Odgrzewana uczta kinomana
Firmy nie lubią się reklamować pod koniec roku, dlatego – z biznesowego punktu widzenia – bardziej opłaca się inwestować w reklamy emitowane przy okazji świąt Wielkanocnych. – Dla telewizji Boże Narodzenie się nie liczy – mówi "Dziennikowi" Edward Miszczak, dyrektor programowy TVN.
Osoby, które planują w święta nadrobić zaległości telewizyjne i najeść się do syta dobrym filmem, niestety nie mogą liczyć na uczciwą strawę. Dobre, nowe filmy są drogie, więc jeśli stacja planuje taką inwestycję, musi być pewna, że reklamy te koszty pokryją.
Dzień świstaka
Świąteczny widz nie jest wymagający.

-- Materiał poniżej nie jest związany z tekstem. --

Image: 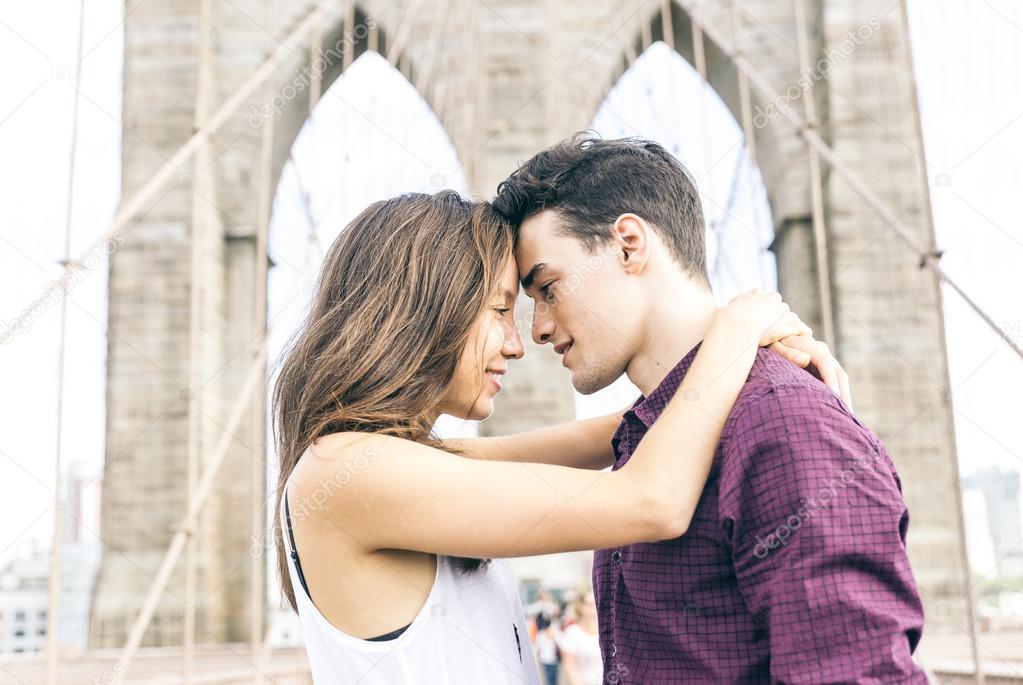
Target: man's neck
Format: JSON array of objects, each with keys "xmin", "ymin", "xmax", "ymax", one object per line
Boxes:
[{"xmin": 625, "ymin": 281, "xmax": 717, "ymax": 396}]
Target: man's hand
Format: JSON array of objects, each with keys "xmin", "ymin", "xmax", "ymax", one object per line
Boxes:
[{"xmin": 768, "ymin": 335, "xmax": 852, "ymax": 409}]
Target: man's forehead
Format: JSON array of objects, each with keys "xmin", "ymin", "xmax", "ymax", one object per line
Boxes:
[{"xmin": 519, "ymin": 260, "xmax": 548, "ymax": 289}]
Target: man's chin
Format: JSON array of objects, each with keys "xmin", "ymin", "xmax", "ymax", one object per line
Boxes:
[{"xmin": 572, "ymin": 372, "xmax": 614, "ymax": 395}]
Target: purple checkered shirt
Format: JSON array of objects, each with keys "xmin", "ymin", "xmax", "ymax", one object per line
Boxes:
[{"xmin": 593, "ymin": 346, "xmax": 927, "ymax": 685}]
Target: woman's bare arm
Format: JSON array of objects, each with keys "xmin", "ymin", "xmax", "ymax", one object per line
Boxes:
[{"xmin": 444, "ymin": 411, "xmax": 624, "ymax": 470}]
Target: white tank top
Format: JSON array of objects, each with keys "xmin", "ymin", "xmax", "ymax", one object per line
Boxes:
[{"xmin": 280, "ymin": 487, "xmax": 539, "ymax": 685}]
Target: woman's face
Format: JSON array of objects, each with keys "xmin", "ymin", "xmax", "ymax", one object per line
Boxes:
[{"xmin": 439, "ymin": 260, "xmax": 523, "ymax": 421}]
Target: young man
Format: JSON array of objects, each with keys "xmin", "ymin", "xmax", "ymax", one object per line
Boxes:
[{"xmin": 494, "ymin": 134, "xmax": 927, "ymax": 684}]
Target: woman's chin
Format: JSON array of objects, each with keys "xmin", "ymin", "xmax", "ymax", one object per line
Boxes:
[{"xmin": 468, "ymin": 399, "xmax": 494, "ymax": 421}]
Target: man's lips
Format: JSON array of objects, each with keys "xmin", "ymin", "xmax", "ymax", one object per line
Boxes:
[{"xmin": 554, "ymin": 340, "xmax": 575, "ymax": 367}]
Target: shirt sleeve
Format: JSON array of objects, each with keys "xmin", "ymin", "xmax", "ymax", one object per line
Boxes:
[{"xmin": 719, "ymin": 385, "xmax": 926, "ymax": 683}]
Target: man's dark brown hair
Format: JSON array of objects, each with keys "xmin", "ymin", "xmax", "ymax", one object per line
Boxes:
[{"xmin": 493, "ymin": 132, "xmax": 710, "ymax": 285}]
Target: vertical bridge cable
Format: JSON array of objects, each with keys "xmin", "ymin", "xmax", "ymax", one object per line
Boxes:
[
  {"xmin": 792, "ymin": 0, "xmax": 838, "ymax": 347},
  {"xmin": 46, "ymin": 0, "xmax": 85, "ymax": 685}
]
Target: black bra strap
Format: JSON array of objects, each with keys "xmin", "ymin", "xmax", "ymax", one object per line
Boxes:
[
  {"xmin": 284, "ymin": 492, "xmax": 313, "ymax": 601},
  {"xmin": 284, "ymin": 491, "xmax": 412, "ymax": 642}
]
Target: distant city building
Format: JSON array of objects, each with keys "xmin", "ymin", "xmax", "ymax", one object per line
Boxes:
[
  {"xmin": 963, "ymin": 468, "xmax": 1023, "ymax": 578},
  {"xmin": 0, "ymin": 463, "xmax": 100, "ymax": 654}
]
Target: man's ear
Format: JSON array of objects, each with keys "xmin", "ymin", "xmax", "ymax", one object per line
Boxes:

Przywykł do powtórek i, choć pod nosem powie "znowu to samo", siądzie przed telewizorem i obejrzy po raz kolejny ten sam film. – To już rytuał – czytamy w "Dzienniku" wypowiedź Macieja Mrozowskiego, medioznawcy. – Z filmami jest jak z opowieściami snutymi przy wigilijnym stole. Nie ma znaczenia, że wujek opowiada nam co roku tę samą historię, Liczy się atmosfera – dodaje.